Niemann-Pick Type C1 (NPC1) disease is a rare, autosomal recessive, neurovisceral lysosomal storage disorder caused by mutations in the NPC1. This condition leads to defective intracellular cholesterol and lipid trafficking, resulting in the accumulation of unesterified cholesterol and glycosphingolipids in late endosomes and lysosomes. Clinically, NPC1 manifests with a heterogeneous spectrum of progressive neurological symptoms, including ataxia, vertical supranuclear gaze palsy, dysarthria, cognitive decline, and dystonia, often accompanied by systemic signs such as hepatosplenomegaly and neonatal cholestasis. The age of neurological symptom onset, rather than age at diagnosis, better reflects disease severity and progression, as delays in diagnosis are common due to phenotypic variability and lack of awareness. Therapeutic development for NPC1 has been historically limited, with miglustat approved in some regions for off-label use and 2-hydroxypropyl-β-cyclodextrin currently under clinical investigation. Recent advances in disease understanding have prompted the development of pharmacodynamic, diagnostic, and prognostic biomarkers to support earlier diagnosis and monitor therapeutic efficacy. Dysregulation of cholesterol homeostasis, neuroinflammation, and neuronal loss have guided biomarker discovery, with promising candidates including 24(S)-hydroxycholesterol, neurofilament light chain, and bile acid derivatives such as 3β,5α,6β-trihydroxycholanic acid. Novel lipid biomarkers including N-palmitoyl-O-phosphocholine-serine and oxysterols such as 7-ketocholesterol and cholestane-3β,5α,6β-triol also show diagnostic value. Despite growing mechanistic insight and a robust pipeline of candidate biomarkers and therapies, NPC1 remains a life-limiting disease with significant diagnostic and therapeutic gaps. Ongoing clinical trials and translational research are essential to accelerate biomarker qualification and regulatory approval of disease-modifying treatments. A comprehensive, mechanistically driven approach that integrates molecular, biochemical, and clinical endpoints is key to advancing precision medicine for NPC1.

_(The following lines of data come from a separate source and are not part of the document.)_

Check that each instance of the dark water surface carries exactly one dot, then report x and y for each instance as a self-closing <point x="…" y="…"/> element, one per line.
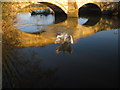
<point x="31" y="58"/>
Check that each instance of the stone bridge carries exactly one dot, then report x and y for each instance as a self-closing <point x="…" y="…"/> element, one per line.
<point x="71" y="7"/>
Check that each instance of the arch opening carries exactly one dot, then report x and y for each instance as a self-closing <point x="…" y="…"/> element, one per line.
<point x="57" y="10"/>
<point x="89" y="9"/>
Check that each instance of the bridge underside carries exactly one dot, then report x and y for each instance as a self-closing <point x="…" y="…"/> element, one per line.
<point x="55" y="8"/>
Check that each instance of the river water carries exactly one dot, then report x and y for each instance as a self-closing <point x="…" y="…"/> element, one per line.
<point x="33" y="58"/>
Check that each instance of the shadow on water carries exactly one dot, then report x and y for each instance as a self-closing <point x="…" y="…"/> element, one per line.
<point x="30" y="45"/>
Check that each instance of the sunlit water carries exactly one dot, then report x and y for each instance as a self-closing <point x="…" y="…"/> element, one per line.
<point x="92" y="61"/>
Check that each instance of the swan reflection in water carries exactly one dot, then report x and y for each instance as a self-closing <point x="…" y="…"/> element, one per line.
<point x="65" y="40"/>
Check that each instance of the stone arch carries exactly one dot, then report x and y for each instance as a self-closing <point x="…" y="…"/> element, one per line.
<point x="56" y="7"/>
<point x="89" y="8"/>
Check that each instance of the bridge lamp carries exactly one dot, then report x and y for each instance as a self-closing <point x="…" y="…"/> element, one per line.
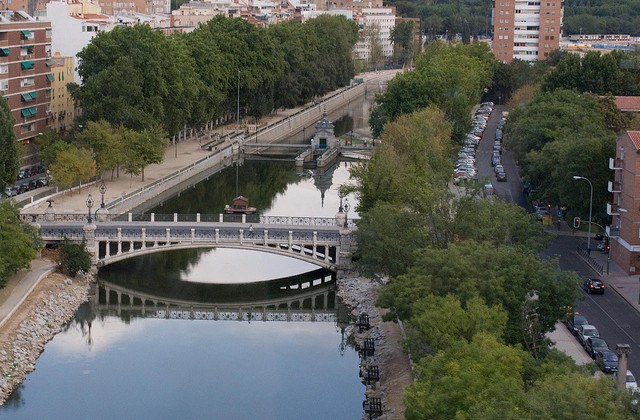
<point x="89" y="205"/>
<point x="590" y="210"/>
<point x="103" y="190"/>
<point x="346" y="210"/>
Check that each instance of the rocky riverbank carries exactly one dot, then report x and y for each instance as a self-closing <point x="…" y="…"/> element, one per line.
<point x="52" y="304"/>
<point x="360" y="294"/>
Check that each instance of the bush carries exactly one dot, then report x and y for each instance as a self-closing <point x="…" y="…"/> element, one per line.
<point x="74" y="257"/>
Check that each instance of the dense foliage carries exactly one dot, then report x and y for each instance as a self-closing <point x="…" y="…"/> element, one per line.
<point x="466" y="279"/>
<point x="19" y="242"/>
<point x="74" y="257"/>
<point x="141" y="79"/>
<point x="451" y="76"/>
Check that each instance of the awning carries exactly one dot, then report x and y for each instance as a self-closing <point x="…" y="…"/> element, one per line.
<point x="29" y="112"/>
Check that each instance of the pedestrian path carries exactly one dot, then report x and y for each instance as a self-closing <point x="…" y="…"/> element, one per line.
<point x="178" y="156"/>
<point x="617" y="279"/>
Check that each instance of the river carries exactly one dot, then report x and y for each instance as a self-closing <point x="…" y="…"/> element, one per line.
<point x="259" y="348"/>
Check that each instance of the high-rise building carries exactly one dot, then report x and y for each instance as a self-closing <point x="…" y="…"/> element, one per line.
<point x="25" y="76"/>
<point x="62" y="104"/>
<point x="527" y="30"/>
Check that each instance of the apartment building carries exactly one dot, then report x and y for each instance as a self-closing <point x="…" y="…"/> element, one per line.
<point x="25" y="75"/>
<point x="625" y="206"/>
<point x="62" y="104"/>
<point x="527" y="30"/>
<point x="383" y="20"/>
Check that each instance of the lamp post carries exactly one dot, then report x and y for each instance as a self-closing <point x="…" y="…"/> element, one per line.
<point x="103" y="190"/>
<point x="590" y="210"/>
<point x="346" y="210"/>
<point x="89" y="205"/>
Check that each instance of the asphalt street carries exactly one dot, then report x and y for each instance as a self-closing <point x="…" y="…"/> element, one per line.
<point x="616" y="320"/>
<point x="610" y="313"/>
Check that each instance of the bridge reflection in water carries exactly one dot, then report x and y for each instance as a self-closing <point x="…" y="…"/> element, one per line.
<point x="307" y="297"/>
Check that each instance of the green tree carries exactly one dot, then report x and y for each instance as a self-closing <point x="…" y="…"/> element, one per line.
<point x="73" y="165"/>
<point x="9" y="157"/>
<point x="74" y="257"/>
<point x="441" y="322"/>
<point x="106" y="143"/>
<point x="478" y="380"/>
<point x="507" y="276"/>
<point x="144" y="149"/>
<point x="404" y="45"/>
<point x="19" y="242"/>
<point x="137" y="77"/>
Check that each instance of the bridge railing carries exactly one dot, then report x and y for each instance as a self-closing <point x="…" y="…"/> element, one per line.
<point x="189" y="218"/>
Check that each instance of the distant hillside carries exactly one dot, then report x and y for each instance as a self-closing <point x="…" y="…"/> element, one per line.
<point x="440" y="17"/>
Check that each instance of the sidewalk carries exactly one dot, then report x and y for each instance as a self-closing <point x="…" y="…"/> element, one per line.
<point x="618" y="280"/>
<point x="179" y="156"/>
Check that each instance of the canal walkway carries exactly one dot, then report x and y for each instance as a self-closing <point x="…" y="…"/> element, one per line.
<point x="177" y="157"/>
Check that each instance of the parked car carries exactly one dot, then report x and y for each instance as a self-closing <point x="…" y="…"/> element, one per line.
<point x="607" y="361"/>
<point x="575" y="322"/>
<point x="593" y="345"/>
<point x="586" y="331"/>
<point x="10" y="191"/>
<point x="630" y="381"/>
<point x="593" y="286"/>
<point x="23" y="188"/>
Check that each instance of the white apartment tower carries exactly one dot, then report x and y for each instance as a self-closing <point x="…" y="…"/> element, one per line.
<point x="527" y="30"/>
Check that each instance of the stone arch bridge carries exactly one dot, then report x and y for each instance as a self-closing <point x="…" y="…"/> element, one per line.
<point x="322" y="241"/>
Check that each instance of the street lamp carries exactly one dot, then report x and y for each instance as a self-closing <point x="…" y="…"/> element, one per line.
<point x="346" y="210"/>
<point x="103" y="190"/>
<point x="89" y="205"/>
<point x="590" y="210"/>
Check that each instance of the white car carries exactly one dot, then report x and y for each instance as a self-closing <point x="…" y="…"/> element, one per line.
<point x="586" y="331"/>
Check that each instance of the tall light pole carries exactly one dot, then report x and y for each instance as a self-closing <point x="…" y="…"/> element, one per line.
<point x="590" y="209"/>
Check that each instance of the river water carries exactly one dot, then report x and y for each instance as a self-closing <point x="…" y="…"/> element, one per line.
<point x="230" y="334"/>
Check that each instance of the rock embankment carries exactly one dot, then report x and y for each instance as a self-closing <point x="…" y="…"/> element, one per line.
<point x="40" y="318"/>
<point x="360" y="294"/>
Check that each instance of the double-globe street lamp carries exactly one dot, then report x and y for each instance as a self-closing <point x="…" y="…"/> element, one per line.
<point x="590" y="209"/>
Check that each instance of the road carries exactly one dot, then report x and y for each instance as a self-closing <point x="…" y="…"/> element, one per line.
<point x="610" y="313"/>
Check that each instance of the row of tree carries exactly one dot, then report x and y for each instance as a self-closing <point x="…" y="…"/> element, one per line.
<point x="566" y="126"/>
<point x="140" y="78"/>
<point x="466" y="279"/>
<point x="452" y="76"/>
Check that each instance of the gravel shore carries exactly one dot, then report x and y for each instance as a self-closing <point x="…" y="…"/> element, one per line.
<point x="52" y="304"/>
<point x="360" y="294"/>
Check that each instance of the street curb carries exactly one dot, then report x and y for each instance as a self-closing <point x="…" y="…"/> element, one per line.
<point x="50" y="270"/>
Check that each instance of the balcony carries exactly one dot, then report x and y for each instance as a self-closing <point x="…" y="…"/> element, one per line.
<point x="614" y="209"/>
<point x="615" y="186"/>
<point x="615" y="164"/>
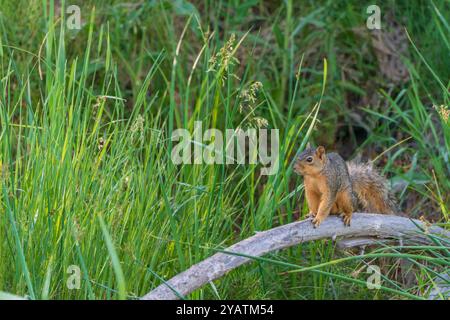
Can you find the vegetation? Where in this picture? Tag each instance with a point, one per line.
(86, 118)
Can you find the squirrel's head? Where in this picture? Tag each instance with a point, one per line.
(311, 161)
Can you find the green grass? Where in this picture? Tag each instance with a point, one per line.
(85, 124)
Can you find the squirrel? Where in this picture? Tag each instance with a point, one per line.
(338, 187)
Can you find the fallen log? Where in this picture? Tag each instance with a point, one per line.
(363, 225)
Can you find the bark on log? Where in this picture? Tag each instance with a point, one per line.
(363, 225)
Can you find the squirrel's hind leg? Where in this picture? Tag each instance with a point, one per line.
(346, 206)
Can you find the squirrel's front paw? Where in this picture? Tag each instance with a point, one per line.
(311, 215)
(317, 221)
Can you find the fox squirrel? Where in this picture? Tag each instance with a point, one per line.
(334, 186)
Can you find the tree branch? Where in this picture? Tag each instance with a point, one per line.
(363, 225)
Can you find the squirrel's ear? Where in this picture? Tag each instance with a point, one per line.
(320, 151)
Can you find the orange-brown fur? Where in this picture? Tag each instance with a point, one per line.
(333, 186)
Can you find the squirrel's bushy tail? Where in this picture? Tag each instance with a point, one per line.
(371, 189)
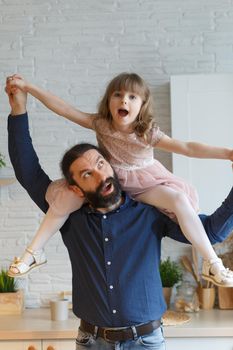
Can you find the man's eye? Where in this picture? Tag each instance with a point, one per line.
(101, 163)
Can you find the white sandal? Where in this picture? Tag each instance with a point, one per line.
(218, 275)
(23, 268)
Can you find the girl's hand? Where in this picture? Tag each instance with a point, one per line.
(15, 82)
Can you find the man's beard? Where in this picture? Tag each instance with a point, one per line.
(97, 200)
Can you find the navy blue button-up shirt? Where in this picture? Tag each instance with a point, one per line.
(114, 256)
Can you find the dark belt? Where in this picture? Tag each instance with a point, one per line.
(114, 335)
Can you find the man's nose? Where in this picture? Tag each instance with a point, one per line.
(124, 100)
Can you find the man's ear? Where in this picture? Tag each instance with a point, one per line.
(76, 190)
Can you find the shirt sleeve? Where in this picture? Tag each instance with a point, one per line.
(155, 135)
(25, 162)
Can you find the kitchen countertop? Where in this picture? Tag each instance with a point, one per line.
(36, 324)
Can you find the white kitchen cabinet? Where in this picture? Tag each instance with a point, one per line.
(34, 330)
(20, 345)
(224, 343)
(58, 344)
(52, 344)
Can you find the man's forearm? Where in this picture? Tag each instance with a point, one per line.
(25, 161)
(17, 110)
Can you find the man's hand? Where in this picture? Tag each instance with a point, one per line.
(17, 98)
(15, 82)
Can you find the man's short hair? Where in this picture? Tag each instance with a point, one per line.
(74, 153)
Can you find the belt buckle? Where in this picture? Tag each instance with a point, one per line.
(105, 335)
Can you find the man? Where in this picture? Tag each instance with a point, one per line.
(114, 243)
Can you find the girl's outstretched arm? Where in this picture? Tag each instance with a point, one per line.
(194, 149)
(52, 102)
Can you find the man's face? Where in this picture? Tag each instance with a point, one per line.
(96, 180)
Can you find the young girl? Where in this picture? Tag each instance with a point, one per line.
(125, 129)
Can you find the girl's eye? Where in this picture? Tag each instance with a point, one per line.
(132, 97)
(86, 175)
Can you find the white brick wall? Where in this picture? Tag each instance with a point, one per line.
(73, 48)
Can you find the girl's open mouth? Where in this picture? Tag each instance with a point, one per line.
(123, 112)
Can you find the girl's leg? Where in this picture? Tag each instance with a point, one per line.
(49, 226)
(34, 255)
(166, 198)
(176, 202)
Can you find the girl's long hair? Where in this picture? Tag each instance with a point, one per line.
(133, 83)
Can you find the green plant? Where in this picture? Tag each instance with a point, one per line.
(170, 273)
(2, 162)
(7, 284)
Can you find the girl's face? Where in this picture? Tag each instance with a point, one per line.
(124, 107)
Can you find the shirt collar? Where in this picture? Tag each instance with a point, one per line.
(127, 202)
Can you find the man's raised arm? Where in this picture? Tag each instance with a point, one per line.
(22, 154)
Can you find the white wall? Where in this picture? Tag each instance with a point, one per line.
(73, 48)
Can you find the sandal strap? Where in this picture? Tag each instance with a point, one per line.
(37, 255)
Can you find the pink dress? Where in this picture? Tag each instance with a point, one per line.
(132, 158)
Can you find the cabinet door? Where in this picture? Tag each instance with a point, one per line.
(58, 344)
(20, 345)
(217, 343)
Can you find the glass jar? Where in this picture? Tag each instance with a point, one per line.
(186, 298)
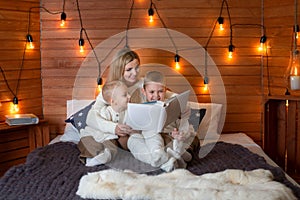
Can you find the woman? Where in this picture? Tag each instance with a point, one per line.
(125, 66)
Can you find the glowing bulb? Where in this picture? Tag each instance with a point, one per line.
(205, 88)
(230, 51)
(177, 58)
(151, 19)
(177, 65)
(205, 84)
(62, 23)
(221, 27)
(30, 41)
(261, 47)
(30, 46)
(263, 39)
(230, 54)
(14, 107)
(81, 45)
(150, 14)
(221, 22)
(63, 18)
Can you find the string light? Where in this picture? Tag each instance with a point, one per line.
(30, 41)
(263, 40)
(176, 59)
(15, 106)
(205, 81)
(150, 13)
(221, 22)
(81, 45)
(63, 18)
(230, 51)
(296, 30)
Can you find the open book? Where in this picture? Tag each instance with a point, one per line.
(156, 115)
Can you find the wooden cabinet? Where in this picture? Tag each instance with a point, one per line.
(282, 133)
(17, 141)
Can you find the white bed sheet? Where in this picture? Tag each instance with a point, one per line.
(233, 138)
(246, 141)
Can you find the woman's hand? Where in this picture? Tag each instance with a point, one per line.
(123, 130)
(178, 135)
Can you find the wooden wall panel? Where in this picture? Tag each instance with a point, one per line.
(13, 30)
(102, 19)
(248, 77)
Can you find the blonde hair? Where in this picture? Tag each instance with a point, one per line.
(154, 77)
(120, 60)
(108, 89)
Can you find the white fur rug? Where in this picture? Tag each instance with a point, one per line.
(182, 185)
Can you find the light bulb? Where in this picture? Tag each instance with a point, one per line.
(293, 70)
(81, 45)
(150, 14)
(230, 51)
(261, 47)
(205, 83)
(221, 22)
(30, 41)
(63, 18)
(177, 65)
(14, 107)
(263, 40)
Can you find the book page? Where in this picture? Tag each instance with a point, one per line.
(144, 116)
(175, 106)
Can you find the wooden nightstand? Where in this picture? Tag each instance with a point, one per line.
(16, 142)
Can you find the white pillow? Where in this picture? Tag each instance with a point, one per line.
(209, 126)
(71, 134)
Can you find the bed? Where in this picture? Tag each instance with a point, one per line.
(55, 172)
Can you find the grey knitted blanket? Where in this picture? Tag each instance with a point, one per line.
(54, 171)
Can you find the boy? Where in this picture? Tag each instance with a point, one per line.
(99, 147)
(149, 147)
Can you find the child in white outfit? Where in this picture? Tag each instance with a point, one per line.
(149, 146)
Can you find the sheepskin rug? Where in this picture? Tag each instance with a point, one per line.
(182, 185)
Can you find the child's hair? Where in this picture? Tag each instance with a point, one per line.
(108, 89)
(154, 77)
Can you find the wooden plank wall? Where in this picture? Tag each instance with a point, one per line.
(242, 75)
(14, 21)
(103, 19)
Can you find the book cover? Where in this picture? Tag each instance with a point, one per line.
(156, 115)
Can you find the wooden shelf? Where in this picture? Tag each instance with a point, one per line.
(282, 133)
(16, 142)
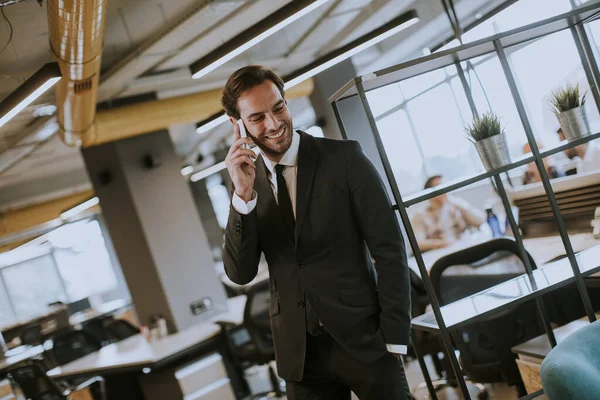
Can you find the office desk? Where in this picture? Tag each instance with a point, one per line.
(541, 249)
(102, 311)
(136, 353)
(28, 353)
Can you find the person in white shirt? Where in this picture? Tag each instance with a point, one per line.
(444, 219)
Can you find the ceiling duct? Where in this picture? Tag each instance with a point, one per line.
(76, 30)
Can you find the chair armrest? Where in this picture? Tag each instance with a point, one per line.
(86, 384)
(226, 325)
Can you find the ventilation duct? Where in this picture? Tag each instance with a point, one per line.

尼曼-匹克C1型(NPC1)病是一种罕见的常染色体隐性神经内脏溶酶体贮积症,由NPC1基因突变引起。这种疾病导致细胞内胆固醇和脂质转运缺陷,致使晚期内体和溶酶体中未酯化胆固醇和糖鞘脂蓄积。临床上,NPC1表现为一系列异质性的进行性神经症状,包括共济失调、垂直性核上性凝视麻痹、构音障碍、认知衰退和肌张力障碍,常伴有肝脾肿大和新生儿胆汁淤积等全身症状。神经症状出现的年龄,而非诊断时的年龄,更能反映疾病的严重程度和进展情况,因为由于表型变异和认识不足,诊断延迟很常见。NPC1的治疗进展历来有限,米格列醇在一些地区被批准用于标签外使用,2-羟丙基-β-环糊精目前正在进行临床研究。对疾病认识的最新进展促使了药效学、诊断和预后生物标志物的开发,以支持早期诊断和监测治疗效果。胆固醇稳态失调、神经炎症和神经元丢失指导了生物标志物的发现,有前景的候选物包括24(S)-羟基胆固醇、神经丝轻链以及胆汁酸衍生物,如3β,5α,6β-三羟基胆烷酸。新型脂质生物标志物,包括N-棕榈酰-O-磷酸胆碱-丝氨酸以及氧化甾醇,如7-酮胆固醇和胆甾烷-3β,5α,6β-三醇,也显示出诊断价值。尽管对发病机制的认识不断增加,且有大量候选生物标志物和治疗方法,但NPC1仍然是一种危及生命的疾病,在诊断和治疗方面存在重大差距。正在进行的临床试验和转化研究对于加速生物标志物的鉴定和疾病修饰治疗的监管批准至关重要。一种综合的、由发病机制驱动的方法,整合分子、生化和临床终点,是推进NPC1精准医学的关键。